On March 6, 23andMe announced that the FDA has approved its first direct-to-consumer test for mutations in the BRCA gene which are linked to breast cancer. This test is following their release the previous year of a test showing the person’s risk for ten diseases. According to Scientific American, the FDA approval is based on the accuracy of the test as well as consumers’ ability to understand the results.
Scientific American states that this test uses a saliva sample to test for BRCA1 and 2, but the test only identifies if the person has three mutations when there are more than a thousand known mutations. These specific mutations the test searches for are most common in Ashkenazi Jewish populations, but are still rare mutations. The most commons mutations in the BRCA gene are not detected by this 23andme test.
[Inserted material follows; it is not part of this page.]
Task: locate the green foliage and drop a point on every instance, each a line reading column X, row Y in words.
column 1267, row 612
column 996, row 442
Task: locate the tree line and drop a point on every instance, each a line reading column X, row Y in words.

Additionally, most cases of breast cancer are not hereditary, but develop randomly. This means that genetic testing will never be able to predict the majority of breast cancer cases.
People are concerned that consumers will take this test and believe they do not have an elevated risk for breast cancer. The company has said the physicians and patients should not use this test to inform decisions about medical treatments, and it should only be used as preliminary treatment. People who are concerned about their risk for breast cancer should see a physician to assess their risk, potentially with a more thorough test that searches for more mutations.
Whether this development is positive or negative, it shows a movement towards more direct-to-consumer medical testing. It may be a cheaper way for people to obtain at least some genetic screening.
23andMe will be offering this test as part of their Health and Ancestry package. The world will have to wait and see if these direct-to-consumer tests are of benefit or detriment to the general population.